Des impacts attendus sur l’écosystème numérique national
Au-delà des salles de classe, les décideurs voient dans l’initiative Unesco-Codemao un levier pour accélérer l’éclosion d’une filière locale de services numériques. Brazzaville, point de convergence des start-ups du pays, manquerait aujourd’hui de développeurs formés à l’IA. Les ambassadeurs fraîchement désignés s’engagent à animer des clubs parascolaires et à documenter leurs projets sur des plateformes open source hébergées sur des serveurs nationaux. Pour Franck Essanga, consultant au Réseau des acteurs du numérique congolais, « l’effet boule de neige pourrait se traduire, à moyen terme, par la création de micro-entreprises spécialisées dans la data ».
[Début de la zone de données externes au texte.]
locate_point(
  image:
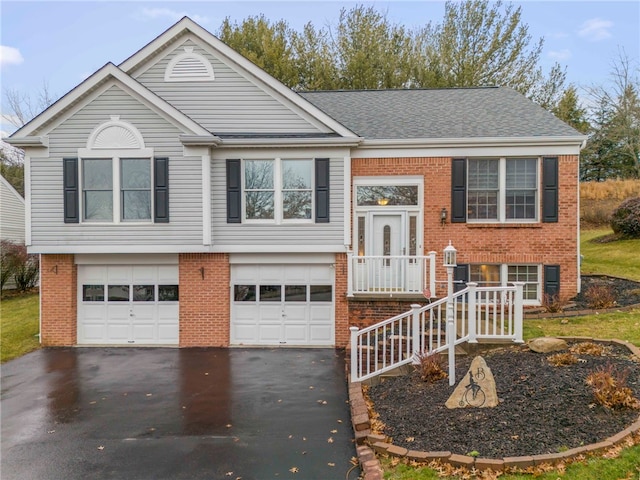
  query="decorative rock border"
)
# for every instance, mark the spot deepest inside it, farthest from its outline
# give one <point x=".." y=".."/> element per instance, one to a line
<point x="369" y="444"/>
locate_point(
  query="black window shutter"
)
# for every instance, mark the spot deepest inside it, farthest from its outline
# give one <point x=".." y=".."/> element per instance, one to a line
<point x="322" y="190"/>
<point x="234" y="191"/>
<point x="459" y="190"/>
<point x="71" y="198"/>
<point x="551" y="280"/>
<point x="550" y="189"/>
<point x="161" y="190"/>
<point x="461" y="277"/>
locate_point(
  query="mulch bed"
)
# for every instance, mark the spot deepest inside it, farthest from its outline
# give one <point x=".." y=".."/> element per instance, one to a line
<point x="543" y="408"/>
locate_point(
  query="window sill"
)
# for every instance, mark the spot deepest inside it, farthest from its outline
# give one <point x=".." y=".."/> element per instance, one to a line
<point x="504" y="225"/>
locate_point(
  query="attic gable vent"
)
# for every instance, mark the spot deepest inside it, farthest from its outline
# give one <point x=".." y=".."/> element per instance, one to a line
<point x="115" y="134"/>
<point x="189" y="67"/>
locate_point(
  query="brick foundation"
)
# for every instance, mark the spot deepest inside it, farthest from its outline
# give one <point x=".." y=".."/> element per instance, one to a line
<point x="58" y="299"/>
<point x="537" y="243"/>
<point x="204" y="299"/>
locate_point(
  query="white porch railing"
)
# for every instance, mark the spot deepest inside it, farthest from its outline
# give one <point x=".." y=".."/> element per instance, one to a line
<point x="491" y="313"/>
<point x="391" y="274"/>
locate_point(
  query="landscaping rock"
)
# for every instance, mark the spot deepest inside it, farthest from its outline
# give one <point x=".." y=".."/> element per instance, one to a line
<point x="476" y="389"/>
<point x="547" y="344"/>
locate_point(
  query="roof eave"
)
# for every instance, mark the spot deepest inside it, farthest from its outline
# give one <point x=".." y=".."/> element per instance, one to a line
<point x="24" y="142"/>
<point x="578" y="140"/>
<point x="292" y="142"/>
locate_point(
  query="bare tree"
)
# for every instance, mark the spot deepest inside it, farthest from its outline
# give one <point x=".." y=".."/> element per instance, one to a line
<point x="23" y="107"/>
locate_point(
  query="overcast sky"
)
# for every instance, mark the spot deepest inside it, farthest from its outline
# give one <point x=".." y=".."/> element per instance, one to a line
<point x="62" y="43"/>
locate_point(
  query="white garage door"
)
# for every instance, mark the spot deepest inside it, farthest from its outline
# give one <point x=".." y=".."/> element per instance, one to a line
<point x="288" y="305"/>
<point x="128" y="304"/>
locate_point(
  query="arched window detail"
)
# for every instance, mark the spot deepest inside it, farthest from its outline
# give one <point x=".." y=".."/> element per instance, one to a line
<point x="115" y="134"/>
<point x="189" y="67"/>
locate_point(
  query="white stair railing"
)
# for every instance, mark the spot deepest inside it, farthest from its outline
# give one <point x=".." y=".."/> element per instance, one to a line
<point x="480" y="313"/>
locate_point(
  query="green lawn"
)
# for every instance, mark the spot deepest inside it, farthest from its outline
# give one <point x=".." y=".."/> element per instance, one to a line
<point x="619" y="259"/>
<point x="19" y="326"/>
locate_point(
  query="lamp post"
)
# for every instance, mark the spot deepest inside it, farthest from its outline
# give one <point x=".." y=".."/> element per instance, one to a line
<point x="450" y="263"/>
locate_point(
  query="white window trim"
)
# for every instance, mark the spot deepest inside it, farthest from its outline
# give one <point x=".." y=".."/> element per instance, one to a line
<point x="277" y="194"/>
<point x="502" y="192"/>
<point x="115" y="155"/>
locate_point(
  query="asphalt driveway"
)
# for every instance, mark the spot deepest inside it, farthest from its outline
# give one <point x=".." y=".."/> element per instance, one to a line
<point x="153" y="413"/>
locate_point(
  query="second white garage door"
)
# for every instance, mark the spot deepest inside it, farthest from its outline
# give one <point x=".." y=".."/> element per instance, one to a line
<point x="287" y="305"/>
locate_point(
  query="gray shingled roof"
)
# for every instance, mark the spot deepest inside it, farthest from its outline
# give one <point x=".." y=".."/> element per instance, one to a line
<point x="439" y="113"/>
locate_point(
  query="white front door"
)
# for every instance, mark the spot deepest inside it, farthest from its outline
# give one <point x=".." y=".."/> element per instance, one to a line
<point x="388" y="242"/>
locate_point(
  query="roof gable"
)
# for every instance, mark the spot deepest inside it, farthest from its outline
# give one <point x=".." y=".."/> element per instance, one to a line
<point x="65" y="106"/>
<point x="188" y="33"/>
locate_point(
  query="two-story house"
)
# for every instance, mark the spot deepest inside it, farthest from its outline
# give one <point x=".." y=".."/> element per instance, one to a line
<point x="185" y="197"/>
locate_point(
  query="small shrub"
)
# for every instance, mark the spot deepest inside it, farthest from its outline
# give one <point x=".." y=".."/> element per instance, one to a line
<point x="562" y="359"/>
<point x="625" y="220"/>
<point x="588" y="348"/>
<point x="610" y="388"/>
<point x="430" y="367"/>
<point x="600" y="296"/>
<point x="552" y="303"/>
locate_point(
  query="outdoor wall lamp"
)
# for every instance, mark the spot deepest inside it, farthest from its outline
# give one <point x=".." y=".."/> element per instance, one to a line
<point x="443" y="216"/>
<point x="450" y="254"/>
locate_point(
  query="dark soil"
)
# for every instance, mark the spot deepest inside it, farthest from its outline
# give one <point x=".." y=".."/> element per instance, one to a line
<point x="625" y="292"/>
<point x="543" y="409"/>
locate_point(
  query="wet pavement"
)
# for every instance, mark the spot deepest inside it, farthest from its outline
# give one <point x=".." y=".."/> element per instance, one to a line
<point x="134" y="413"/>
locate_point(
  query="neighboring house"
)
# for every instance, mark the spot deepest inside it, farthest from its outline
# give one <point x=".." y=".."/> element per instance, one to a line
<point x="185" y="197"/>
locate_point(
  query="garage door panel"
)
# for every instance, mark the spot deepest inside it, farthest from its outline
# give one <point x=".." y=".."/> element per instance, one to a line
<point x="296" y="333"/>
<point x="270" y="274"/>
<point x="302" y="315"/>
<point x="144" y="332"/>
<point x="118" y="332"/>
<point x="124" y="314"/>
<point x="321" y="313"/>
<point x="269" y="334"/>
<point x="119" y="275"/>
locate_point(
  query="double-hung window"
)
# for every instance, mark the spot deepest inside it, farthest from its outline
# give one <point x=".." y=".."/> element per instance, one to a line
<point x="278" y="189"/>
<point x="116" y="189"/>
<point x="502" y="189"/>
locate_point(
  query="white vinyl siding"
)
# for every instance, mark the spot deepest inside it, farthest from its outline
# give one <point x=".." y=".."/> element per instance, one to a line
<point x="284" y="234"/>
<point x="232" y="103"/>
<point x="185" y="184"/>
<point x="12" y="213"/>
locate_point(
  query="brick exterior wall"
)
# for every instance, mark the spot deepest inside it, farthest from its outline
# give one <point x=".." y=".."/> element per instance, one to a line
<point x="204" y="302"/>
<point x="58" y="298"/>
<point x="342" y="320"/>
<point x="539" y="243"/>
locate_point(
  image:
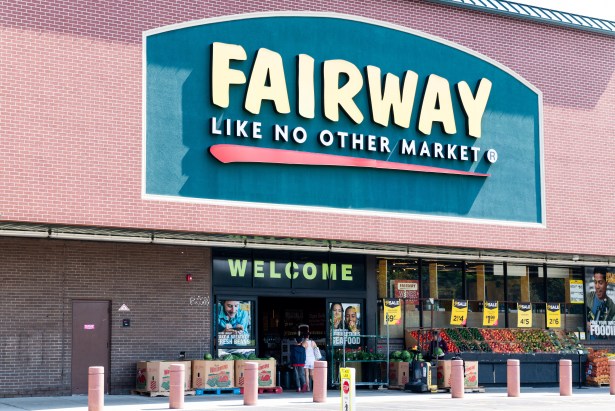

Cette perspective rejoint la feuille de route présidentielle qui ambitionne de porter la contribution de l’économie numérique à 10 % du PIB d’ici 2027. Les autorités congolaises misent sur la jeunesse urbaine, réputée agile et créative, pour bâtir des solutions locales adaptées aux réalités du pays, qu’il s’agisse de commerce, de santé ou d’agriculture urbaine.
La diplomatie scientifique se joue aussi en classe
En filigrane, le partenariat Unesco-Codemao participe d’une diplomatie scientifique qui valorise l’échange de savoirs autant que l’équipement matériel. Les organisateurs chinois ont multiplié les séances culturelles, invitant les élèves congolais à présenter danses traditionnelles et récits du royaume Téké, tandis que les élèves hôtes exécutaient des pièces d’opéra de Pékin. « Cette transversalité culturelle crée un climat de confiance propice aux transferts de compétence », analyse le politologue Martial Ngoila, convaincu que « l’internationalisation maîtrisée de notre système scolaire renforce notre souveraineté technologique ».
De retour à Brazzaville, les ambassadeurs numériques entendent rester fidèles à l’esprit de partage. Une plateforme en ligne, hébergée sous domaine .cg, doit voir le jour avant la rentrée pour mutualiser tutoriels, retours d’expérience et défis de programmation. Le cercle vertueux semble engagé : l’aventure de Shenzhen pourrait bien être le coup d’envoi, attendu depuis plusieurs années, d’une démocratisation de l’intelligence artificielle made in Congo.